Foster finds border security needs enhancement while on fact-finding mission
By James Fuller | Daily Herald Staff
Published: 7/22/2008 12:06 AM

The road to better security at the Mexican border might involve the construction of an actual road if Congressman Bill Foster has anything to say about it.

The Geneva Democrat will conclude a four-day trip to various spots along the border today. The trip was inspired by the wide variety of views Foster's constituents in the 14th District have on immigration.

One of the main ideas Foster developed on the trip came after he stood from a vantage point in California that provided an overview of the illegal immigration problem.

"The enormity of the problem was really driven home to me when I stood on a peak and you could see that the fence in California starts at the ocean and ends at the desert," Foster said. "One one side is a Mexican City of 2.3 million people living in not very good conditions. And you could also see the tracks of people trying to cross the border leading up into the mountains."

That view, plus multiple conversations with border officials, convinced Foster one of the main things needed is an access road that would allow patrols to travel among all the various problem zones with ease and speed. However, Foster warned such a road would not be cheap. It would stretch the entire length of the border, some 2,000 miles, and cost tens of billions of dollars to construct.

Foster said he spent a lot of time reviewing the various forms of technology used by officers at the border to police incursions. Such technology ranged from the very successful, such as X-ray machines that scan vehicles to sort what belongs in a car from smuggled items, to the not so successful radar systems that fail during heavy storms. Foster believes the radar and other electronic monitoring devices can be successful in areas of the border where the landscape is relatively flat if the software is updated.

Other problems don't seem to have an obvious easy answer, Foster said. Such problems include rampant tunneling in areas where vehicle traffic is too great for vibration microphones to reliably detect the digging. It's not uncommon for people to tunnel directly into American sewer systems when entering the country illegally.

Foster said the overall answer to slowing illegal immigration is a mix of more fences, more agents and more technology.

"This is not a cheap or an easy problem," Foster said. "Agents have to stop immigrants who are trying to sneak into the United States. They have to stop drug smugglers, which is a small number of the illegal crossings. And they have to stop terrorists."

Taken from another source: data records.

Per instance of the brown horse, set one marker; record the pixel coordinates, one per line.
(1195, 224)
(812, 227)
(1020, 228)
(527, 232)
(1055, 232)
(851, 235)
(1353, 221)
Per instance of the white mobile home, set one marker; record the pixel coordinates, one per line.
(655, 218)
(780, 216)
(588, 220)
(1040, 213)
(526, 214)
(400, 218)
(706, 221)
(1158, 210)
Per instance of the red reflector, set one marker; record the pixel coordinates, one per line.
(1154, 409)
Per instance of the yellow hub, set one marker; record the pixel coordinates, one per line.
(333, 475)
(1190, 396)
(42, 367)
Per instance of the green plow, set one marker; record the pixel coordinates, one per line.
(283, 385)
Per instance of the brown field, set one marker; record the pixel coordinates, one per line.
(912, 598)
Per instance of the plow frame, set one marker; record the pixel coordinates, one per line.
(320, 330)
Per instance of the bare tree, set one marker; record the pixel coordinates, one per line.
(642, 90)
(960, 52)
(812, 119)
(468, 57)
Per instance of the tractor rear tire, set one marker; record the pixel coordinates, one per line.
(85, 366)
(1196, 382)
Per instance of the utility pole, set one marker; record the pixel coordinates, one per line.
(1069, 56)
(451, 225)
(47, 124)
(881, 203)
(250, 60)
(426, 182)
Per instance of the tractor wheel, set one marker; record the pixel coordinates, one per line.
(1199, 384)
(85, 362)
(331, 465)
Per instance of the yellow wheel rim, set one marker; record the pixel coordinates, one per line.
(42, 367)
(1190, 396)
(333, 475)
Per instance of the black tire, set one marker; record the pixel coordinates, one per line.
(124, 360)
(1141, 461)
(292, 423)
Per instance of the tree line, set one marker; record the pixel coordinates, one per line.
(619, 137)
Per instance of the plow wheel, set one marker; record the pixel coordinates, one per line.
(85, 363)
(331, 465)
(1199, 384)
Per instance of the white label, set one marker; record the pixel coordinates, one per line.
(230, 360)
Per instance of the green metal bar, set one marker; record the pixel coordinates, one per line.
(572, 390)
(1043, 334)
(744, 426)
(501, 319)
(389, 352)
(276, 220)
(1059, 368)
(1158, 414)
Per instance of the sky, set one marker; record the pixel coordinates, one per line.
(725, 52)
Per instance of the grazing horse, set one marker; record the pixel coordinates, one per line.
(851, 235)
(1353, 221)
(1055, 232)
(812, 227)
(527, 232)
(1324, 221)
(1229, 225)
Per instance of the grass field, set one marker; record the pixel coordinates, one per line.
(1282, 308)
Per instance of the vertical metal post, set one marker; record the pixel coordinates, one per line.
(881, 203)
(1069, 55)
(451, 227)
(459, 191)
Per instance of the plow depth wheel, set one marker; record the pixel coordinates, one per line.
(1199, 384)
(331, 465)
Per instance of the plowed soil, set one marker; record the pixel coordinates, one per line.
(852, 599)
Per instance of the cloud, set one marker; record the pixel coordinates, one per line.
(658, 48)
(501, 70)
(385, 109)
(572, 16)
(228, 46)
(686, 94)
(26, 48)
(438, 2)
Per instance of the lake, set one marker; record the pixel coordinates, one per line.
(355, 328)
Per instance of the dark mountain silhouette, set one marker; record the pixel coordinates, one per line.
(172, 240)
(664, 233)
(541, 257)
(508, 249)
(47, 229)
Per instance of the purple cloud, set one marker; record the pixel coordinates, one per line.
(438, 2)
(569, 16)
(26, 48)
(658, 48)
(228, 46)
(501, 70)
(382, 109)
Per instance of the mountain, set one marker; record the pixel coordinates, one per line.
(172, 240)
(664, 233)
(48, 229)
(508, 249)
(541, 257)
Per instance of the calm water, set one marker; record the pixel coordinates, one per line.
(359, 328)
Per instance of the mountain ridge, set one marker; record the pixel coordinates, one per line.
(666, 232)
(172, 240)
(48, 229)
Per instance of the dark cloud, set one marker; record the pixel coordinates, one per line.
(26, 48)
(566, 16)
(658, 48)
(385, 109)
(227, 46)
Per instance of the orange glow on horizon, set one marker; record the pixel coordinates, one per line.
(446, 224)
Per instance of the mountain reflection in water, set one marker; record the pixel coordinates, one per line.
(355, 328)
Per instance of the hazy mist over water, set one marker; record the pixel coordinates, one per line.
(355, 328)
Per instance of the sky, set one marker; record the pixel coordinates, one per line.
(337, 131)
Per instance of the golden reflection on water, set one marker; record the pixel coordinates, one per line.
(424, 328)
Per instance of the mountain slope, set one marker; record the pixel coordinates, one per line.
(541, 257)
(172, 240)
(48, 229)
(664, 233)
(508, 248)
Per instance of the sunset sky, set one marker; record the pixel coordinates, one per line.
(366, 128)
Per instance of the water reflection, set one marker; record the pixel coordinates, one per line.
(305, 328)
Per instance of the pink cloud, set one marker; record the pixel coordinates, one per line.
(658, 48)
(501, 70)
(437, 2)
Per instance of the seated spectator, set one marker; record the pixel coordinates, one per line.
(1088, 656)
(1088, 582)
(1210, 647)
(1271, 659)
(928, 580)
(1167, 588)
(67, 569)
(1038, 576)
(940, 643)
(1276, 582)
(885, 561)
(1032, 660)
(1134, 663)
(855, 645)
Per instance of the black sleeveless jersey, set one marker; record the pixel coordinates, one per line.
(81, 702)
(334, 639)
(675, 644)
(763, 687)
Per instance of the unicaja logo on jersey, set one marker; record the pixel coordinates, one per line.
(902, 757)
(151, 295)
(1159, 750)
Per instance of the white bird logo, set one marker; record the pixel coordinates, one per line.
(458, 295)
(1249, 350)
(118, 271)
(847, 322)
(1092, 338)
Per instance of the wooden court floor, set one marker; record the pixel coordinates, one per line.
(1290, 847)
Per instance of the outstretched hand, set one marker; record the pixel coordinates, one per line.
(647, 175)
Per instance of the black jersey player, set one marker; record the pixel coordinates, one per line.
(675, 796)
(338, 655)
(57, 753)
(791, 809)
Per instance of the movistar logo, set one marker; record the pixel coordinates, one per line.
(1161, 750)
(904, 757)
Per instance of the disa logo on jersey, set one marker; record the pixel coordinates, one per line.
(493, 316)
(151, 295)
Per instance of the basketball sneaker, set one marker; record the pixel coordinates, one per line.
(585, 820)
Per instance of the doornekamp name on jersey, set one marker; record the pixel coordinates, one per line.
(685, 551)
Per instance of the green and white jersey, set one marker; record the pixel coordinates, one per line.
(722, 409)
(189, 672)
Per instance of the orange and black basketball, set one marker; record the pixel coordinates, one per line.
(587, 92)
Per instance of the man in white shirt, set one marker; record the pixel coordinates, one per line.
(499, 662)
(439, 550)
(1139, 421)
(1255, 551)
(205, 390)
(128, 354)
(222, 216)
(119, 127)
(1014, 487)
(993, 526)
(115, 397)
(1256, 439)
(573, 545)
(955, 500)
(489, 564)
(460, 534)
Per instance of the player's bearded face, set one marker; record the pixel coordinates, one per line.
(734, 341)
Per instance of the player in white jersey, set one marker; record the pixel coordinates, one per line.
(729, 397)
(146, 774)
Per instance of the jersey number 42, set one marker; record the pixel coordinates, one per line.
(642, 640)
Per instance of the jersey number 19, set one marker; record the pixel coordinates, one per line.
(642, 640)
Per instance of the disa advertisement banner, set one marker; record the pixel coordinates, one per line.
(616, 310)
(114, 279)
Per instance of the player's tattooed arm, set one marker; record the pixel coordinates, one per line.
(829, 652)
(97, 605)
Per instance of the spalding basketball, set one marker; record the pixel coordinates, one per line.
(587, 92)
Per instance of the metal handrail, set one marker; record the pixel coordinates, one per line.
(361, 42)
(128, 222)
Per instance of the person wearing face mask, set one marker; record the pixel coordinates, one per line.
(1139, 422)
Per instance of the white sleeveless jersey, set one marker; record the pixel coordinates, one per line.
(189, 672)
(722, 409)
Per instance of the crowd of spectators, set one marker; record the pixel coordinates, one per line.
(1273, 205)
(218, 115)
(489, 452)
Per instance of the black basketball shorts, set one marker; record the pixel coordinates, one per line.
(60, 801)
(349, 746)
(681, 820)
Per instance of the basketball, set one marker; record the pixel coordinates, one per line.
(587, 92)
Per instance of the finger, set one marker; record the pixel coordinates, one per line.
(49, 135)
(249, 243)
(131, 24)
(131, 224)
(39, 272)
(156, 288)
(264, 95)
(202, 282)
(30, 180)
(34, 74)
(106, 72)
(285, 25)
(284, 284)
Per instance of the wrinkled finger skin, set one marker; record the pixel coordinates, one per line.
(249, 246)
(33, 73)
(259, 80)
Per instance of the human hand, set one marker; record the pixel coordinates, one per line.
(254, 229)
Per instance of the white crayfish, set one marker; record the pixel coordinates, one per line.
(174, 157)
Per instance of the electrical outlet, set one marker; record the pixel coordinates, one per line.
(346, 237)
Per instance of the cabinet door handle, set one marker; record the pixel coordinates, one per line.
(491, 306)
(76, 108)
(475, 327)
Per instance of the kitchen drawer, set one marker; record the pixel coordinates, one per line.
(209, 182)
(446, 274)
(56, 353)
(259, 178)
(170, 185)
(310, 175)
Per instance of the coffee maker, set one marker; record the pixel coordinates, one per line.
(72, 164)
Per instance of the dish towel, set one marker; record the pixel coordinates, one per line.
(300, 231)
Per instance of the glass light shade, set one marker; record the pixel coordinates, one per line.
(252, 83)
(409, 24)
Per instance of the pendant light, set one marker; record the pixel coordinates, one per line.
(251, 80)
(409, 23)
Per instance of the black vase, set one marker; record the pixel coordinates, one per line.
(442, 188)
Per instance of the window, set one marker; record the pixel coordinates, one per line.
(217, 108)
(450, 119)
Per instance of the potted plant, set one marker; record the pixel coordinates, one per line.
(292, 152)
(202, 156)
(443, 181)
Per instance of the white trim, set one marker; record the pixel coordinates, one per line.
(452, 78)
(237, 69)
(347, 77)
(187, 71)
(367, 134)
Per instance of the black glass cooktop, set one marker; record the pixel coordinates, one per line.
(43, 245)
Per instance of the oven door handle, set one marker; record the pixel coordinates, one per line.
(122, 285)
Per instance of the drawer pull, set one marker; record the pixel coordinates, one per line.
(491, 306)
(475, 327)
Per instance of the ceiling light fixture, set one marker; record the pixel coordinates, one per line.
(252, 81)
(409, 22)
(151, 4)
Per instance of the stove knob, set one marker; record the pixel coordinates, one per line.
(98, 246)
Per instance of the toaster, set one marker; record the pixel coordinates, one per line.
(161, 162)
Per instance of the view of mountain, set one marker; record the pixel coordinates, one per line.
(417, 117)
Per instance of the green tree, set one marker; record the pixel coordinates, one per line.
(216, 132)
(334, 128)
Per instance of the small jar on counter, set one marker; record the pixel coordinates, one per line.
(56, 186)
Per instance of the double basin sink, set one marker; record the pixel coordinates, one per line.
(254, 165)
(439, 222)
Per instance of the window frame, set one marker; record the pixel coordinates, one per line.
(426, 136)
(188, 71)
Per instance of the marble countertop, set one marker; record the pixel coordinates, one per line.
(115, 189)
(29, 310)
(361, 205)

The other side of the problem is what to do with illegal immigrants already in the U.S. Foster said he listened to border crossing agents who were genuinely choked-up by some of the stories illegal immigrants tell about why they are trying to get into the country. Foster doesn't blame people who want to come to the U.S., but he believes in creating expedient, legal methods for doing so. That also means punishing businesses who knowingly hire illegal immigrants. Dozens of illegal immigrants were recently discovered in multiple raids in the neighboring 6th Congressional District.

"They key element here is workplace enforcement," Foster said. "You have to give businesses a simple and reliable method of telling if anyone they want to employ is here legally. And having done that, you have the right to demand that employers only hire people who are legal."

Foster's Republican challenger, dairy magnate Jim Oberweis of Sugar Grove, said his opponent's plan would give illegal border crossers a new road to hop on once they cross into the states. He added that the solution isn't as complex as Foster is painting it to be.

"Enforce our laws. It's really that simple," Oberweis said in a telephone interview. "If we enforce our laws against companies that are taking advantage of people here illegally (by employing them), we will end the economic incentive for people to break those laws."